The electron transport material using in electron transfer layer is not particularly limited, can list naphthalene, or anthracene etc. has thick aromatic derivatives, with 4, the styrene aromatic derivatives that 4 '-bis-(diphenylacetylene) biphenyl is representative, the derivative such as anthraquinone or diphenoquinone, phosphinoxide, the oxyquinoline complex compounds such as three (oxine) aluminium, Qiang base Ben Ji oxazole complex compound, hydroxyl azoles complex compound, azomethine complex compound, tropolone metal complex or flavonols metal complex, from reducing the viewpoint of driving voltage, preferably use the compound with heteroaryl ring structure, described hetero-aromatic ring structure is by being selected from carbon, hydrogen, nitrogen, oxygen, element in silicon or phosphorus forms and containing electronics acceptance nitrogen.

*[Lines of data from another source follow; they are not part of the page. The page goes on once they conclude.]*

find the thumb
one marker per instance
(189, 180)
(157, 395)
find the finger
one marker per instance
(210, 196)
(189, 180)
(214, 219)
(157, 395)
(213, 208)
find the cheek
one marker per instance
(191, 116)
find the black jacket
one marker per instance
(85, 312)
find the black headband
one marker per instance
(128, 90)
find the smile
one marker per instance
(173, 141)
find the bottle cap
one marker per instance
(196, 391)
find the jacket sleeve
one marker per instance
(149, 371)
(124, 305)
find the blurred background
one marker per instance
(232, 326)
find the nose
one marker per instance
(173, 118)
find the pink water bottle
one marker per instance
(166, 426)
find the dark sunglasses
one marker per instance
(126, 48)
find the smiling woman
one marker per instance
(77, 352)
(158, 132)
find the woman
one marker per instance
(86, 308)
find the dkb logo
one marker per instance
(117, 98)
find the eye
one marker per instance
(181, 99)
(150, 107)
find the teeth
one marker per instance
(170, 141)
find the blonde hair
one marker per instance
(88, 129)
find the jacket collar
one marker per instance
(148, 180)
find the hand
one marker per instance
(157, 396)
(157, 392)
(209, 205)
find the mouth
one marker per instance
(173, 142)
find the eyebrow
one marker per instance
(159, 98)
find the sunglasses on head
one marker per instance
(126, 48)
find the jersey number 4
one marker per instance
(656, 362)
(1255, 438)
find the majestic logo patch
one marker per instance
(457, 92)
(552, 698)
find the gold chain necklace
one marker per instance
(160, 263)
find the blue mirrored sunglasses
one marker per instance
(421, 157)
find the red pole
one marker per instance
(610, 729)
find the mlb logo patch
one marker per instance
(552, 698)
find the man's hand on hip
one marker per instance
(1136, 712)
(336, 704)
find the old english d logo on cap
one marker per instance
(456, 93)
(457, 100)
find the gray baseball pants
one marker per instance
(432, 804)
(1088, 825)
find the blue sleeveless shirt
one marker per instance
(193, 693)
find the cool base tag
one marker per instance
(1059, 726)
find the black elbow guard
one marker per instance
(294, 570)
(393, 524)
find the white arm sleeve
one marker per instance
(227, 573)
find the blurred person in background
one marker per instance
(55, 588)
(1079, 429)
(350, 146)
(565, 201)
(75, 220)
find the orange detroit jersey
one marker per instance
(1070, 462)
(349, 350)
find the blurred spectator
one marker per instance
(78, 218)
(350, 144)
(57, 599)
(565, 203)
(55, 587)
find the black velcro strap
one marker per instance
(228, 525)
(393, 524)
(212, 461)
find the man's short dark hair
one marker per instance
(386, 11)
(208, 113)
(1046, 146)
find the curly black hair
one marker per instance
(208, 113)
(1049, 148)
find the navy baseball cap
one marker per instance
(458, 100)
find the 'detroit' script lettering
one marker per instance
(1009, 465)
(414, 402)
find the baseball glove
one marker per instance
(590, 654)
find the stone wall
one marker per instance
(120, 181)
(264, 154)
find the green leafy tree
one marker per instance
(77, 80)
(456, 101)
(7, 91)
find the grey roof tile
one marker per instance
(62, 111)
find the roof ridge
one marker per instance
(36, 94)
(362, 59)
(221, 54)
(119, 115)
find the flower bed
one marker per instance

The hetero-aromatic ring that contains electronics acceptance nitrogen has high electron affinity.Be used in the electron transfer layer that contains electronics acceptance nitrogen, there is the acceptant electronics of high electron affinity electrode, can reduce the driving voltage of light-emitting component.Large to luminescent layer electron transport ability, luminescent layer again combination ratio increase and improve luminous efficiency.The hetero-aromatic ring that contains electronics acceptance nitrogen, for example can enumerate pyridine ring, pyrazine ring, pyrimidine ring, quinoline ring, quinoxaline ring, naphthyridines ring, pyrimido pyrimidine ring, benzoquinoline ring, phenanthroline ring, imidazole ring, oxazole ring, oxadiazole rings, triazole ring, thiazole ring, Thiadiazole, benzoxazole ring, benzothiazole ring, benzimidazole ring or phenanthro-imidazole ring etc.
In addition, the compound that has hetero-aromatic ring structure as these, can list the oligomeric pyridine derivates such as such as benzimidizole derivatives, benzoxazole derivative, benzothiazole derivant, oxadiazole derivative, thiadiazoles derivative, triazole derivative, pyrazines derivatives, phenanthroline derivative, quinoxaline derivant, quinoline, benzoquinoline derivative, bipyridine or terpyridyl.Said derivative has thick aromatic ring structure, improves glass transition temperature, and electron mobility increases, and improves the effect of the low driving voltage of light-emitting component.And then, improve light-emitting component endurance life, synthetic simple, raw material is easily bought consideration, preferably has the thick aromatic ring of anthracene structure, pyrene structure or phenanthroline structure.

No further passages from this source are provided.